Elena nodded. In a way, it was better that Stefan had found her. If it had been Damon, he almost certainly would have killed Abby. While Bonnie might be able to forgive him for killing her mother once, twice was pushing it for anyone. "How did you find me?"
"I was coming to see Abby. I've been helping her, since she turned. I thought we were getting somewhere, that she was gonna be okay, but..." Stefan smiled bitterly, pushing himself to his feet. "That was stupid of me. Of all people, I should understand the draw of human blood." He offered her a hand up, and Elena hesitated only a second before she took it, rising unsteadily. "I'd offer to drive you home, but I need to-"
"You need to stay with Abby. I'm not going, anyway—I need to see Bonnie," Elena said. She glanced down at her clothes. She was pretty sure this shirt had been blue this morning. Now it was almost black. Great. Not exactly how she'd wanted to face Bonnie, but the girl was going to need a friend now more than ever.
"I don't know that that's a great idea, Elena. She's having a hard time coping. She shouldn't have to see her mother like this. You should have let me die, Elena." His eyes glistened in the darkness, and Elena suddenly realized what Damon's cryptic comments had meant. "My brother tried to do the noble thing," he'd said. "I even left him a few squirrels," he'd said. Why would a Stefan with no emotions sacrifice himself? Why would he need squirrels when he'd been living on human blood for months? Because they were all lies. Because Stefan was detoxing, and his switch was on. Somehow, he'd found the courage to feel again. Elena admired him immensely for that, but almost wished it wasn't true. Because what she was going to tell him now was going to hurt. A lot.
Elena rested one bloodied hand on his cheek. The gesture was familiar but wrong, like hearing a favorite song sung in a different key. "I didn't want to save you, Stefan. I wanted to let you go." His head dropped low, dislodging her hand. "I couldn't let an innocent person die to keep you alive." She insistently pulled his chin back up, forcing him to meet her eyes. "But your brother loves you. And he couldn't let you go. He knew you'd hate him—and yourself—for this. But he loves you enough to let you hate him."

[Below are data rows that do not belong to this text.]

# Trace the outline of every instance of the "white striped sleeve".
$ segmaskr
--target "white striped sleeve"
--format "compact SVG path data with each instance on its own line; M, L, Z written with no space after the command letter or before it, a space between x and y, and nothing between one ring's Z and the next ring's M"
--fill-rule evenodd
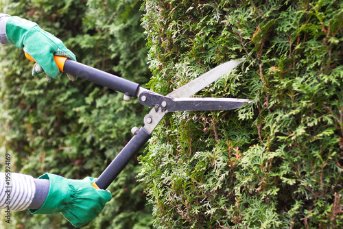
M10 15L0 13L0 45L8 44L6 36L6 23Z
M16 173L0 173L0 208L11 210L28 208L36 193L34 178Z

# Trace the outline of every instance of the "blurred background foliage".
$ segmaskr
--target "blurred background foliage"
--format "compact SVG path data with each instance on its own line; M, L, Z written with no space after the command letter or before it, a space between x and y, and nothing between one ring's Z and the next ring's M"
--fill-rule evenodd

Stefan pulled away from her, and her fingers trailed off along his cheek. "You love him." There was such certainty in his voice, such fatalistic acceptance in his eyes. "I've really lost you this time."
Elena smiled, surprised to find tears in her own eyes. "We lost each other."
Stefan took a few steps away, staring up at the night sky. He turned back to her, as if to speak, then shook his head and walked into the Bennett house.
Something within Elena shifted, eased. Stefan's pain was obvious and excruciating. Maybe once, she'd wanted to see him suffer for what he'd done to her, but now, seeing how hard he was trying to claw his way back to himself, to the genuinely good person he'd once been, she couldn't wish him misery. Now, she just wanted him to find the same kind of peace Damon had found. But she was glad to put the final period in the chapter of Stefan and Elena. Those two people who'd once loved each other blindly, never truly knowing the other, were gone. One day, maybe they could be friends. One day, maybe Stefan could accept the fierce love Damon felt for him.
But that day wasn't today. Today, Elena had to go to Bonnie, had to try to make this right. She walked into the house.